Extra tip: And if you are relying on cloud-config, too, you can create a Mime Multi Part Archive to combine the boothook and the cloud-config. You can get the latest version of the write-mime-multipart helper script from GitHub.
Usage sketch:
$ cd /tmp
$ wget https://raw.github.com/lovelysystems/cloud-init/master/tools/write-mime-multipart
$ chmod +x write-mime-multipart
$ cat boothook.sh
#!/bin/bash
SUDOERS_FILE=/etc/sudoers.d/999-vagrant-cloud-init-requiretty
echo "Defaults:ec2-user !requiretty" > $SUDOERS_FILE
echo "Defaults:root !requiretty" >> $SUDOERS_FILE
chmod 440 $SUDOERS_FILE
$ cat cloud-config
#cloud-config
packages:
- puppet
- git
- python-boto
$ ./write-mime-multipart boothook.sh cloud-config > combined.txt
You can then pass the contents of 'combined.txt' to aws.user_data, for instance via:
aws.user_data = File.read("/tmp/combined.txt")
Sorry for not mentioning this earlier, but I am literally troubleshooting this right now myself. :)
Original answer (see above for a better approach)
TL;DR: The most reliable fix is to "patch" a stock Amazon Linux AMI image, save it and then use the customized AMI image in your Vagrantfile.
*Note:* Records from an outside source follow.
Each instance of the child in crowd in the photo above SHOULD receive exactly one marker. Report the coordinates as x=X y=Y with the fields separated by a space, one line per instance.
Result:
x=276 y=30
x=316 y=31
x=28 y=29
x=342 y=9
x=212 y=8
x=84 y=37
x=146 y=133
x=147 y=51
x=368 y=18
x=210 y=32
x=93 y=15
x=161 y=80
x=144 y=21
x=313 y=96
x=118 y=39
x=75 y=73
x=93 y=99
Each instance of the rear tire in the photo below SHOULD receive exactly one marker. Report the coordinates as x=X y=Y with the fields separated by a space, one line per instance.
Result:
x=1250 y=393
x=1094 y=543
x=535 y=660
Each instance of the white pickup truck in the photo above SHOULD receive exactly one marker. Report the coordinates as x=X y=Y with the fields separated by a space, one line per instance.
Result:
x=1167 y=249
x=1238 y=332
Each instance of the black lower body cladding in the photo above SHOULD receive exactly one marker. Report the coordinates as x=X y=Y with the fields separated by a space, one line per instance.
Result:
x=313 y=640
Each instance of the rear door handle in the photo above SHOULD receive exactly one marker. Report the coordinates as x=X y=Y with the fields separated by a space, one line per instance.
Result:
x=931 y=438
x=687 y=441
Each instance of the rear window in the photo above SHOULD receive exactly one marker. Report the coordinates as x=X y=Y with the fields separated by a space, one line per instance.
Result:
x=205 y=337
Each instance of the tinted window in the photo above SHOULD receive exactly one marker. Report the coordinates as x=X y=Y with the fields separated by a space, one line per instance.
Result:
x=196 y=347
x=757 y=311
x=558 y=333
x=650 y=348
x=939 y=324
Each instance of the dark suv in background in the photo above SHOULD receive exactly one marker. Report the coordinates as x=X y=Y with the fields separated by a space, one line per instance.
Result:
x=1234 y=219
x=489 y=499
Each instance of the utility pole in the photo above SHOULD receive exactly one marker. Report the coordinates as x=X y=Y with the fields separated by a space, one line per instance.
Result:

See below for details.
Background
A potential workaround is described (and linked in the bug report above) at https://github.com/mitchellh/vagrant-aws/pull/70/files. In a nutshell, add the following to your Vagrantfile:
aws.user_data = "#!/bin/bash\necho 'Defaults:ec2-user !requiretty' > /etc/sudoers.d/999-vagrant-cloud-init-requiretty && chmod 440 /etc/sudoers.d/999-vagrant-cloud-init-requiretty\nyum install -y puppet\n"
Most importantly this will configure the OS to not require a tty for user ec2-user, which seems to be the root of the problem. I /think/ that the additional installation of the puppet package is not required for the actual fix (although Vagrant may use Puppet for provisioning the machine later, depending on how you configured Vagrant).
My experience with the described workaround
I have tried this workaround but Vagrant still occasionally fails with the same error. It might be a "race condition" where Vagrant happens to run its rsync phase faster than cloud-init (which is what aws.user_data is passing information to) can prepare the workaround for #72 on the machine for Vagrant. If Vagrant is faster you will see the same error; if cloud-init is faster it works.
What will work (but requires more effort on your side)
What definitely works is to run the command on a stock Amazon Linux AMI image, and then save the modified image (= create an image snapshot) as a custom AMI image of yours.
# Start an EC2 instance with a stock Amazon Linux AMI image and ssh-connect to it
$ sudo su - root
$ echo 'Defaults:ec2-user !requiretty' > /etc/sudoers.d/999-vagrant-cloud-init-requiretty
$ chmod 440 /etc/sudoers.d/999-vagrant-cloud-init-requiretty
# Note: Installing puppet is mentioned in the #72 bug report but I /think/ you do not need it
# to fix the described Vagrant problem.
$ yum install -y puppet
You must then use this custom AMI image in your Vagrantfile instead of the stock Amazon one. The obvious drawback is that you are not using a stock Amazon AMI image anymore -- whether this is a concern for you or not depends on your requirements.
What I tried but didn't work out
For the record: I also tried to pass a cloud-config to aws.user_data that included a bootcmd to set !requiretty in the same way as the embedded shell script above. According to the cloud-init docs bootcmd is run "very early" in the startup cycle for an EC2 instance -- the idea being that bootcmd instructions would be run earlier than Vagrant would try to run its rsync phase. But unfortunately I discovered that the bootcmd feature is not implemented in the outdated cloud-init version of current Amazon's Linux AMIs (e.g. ami-05355a6c has cloud-init 0.5.15-69.amzn1 but bootcmd was only introduced in 0.6.1).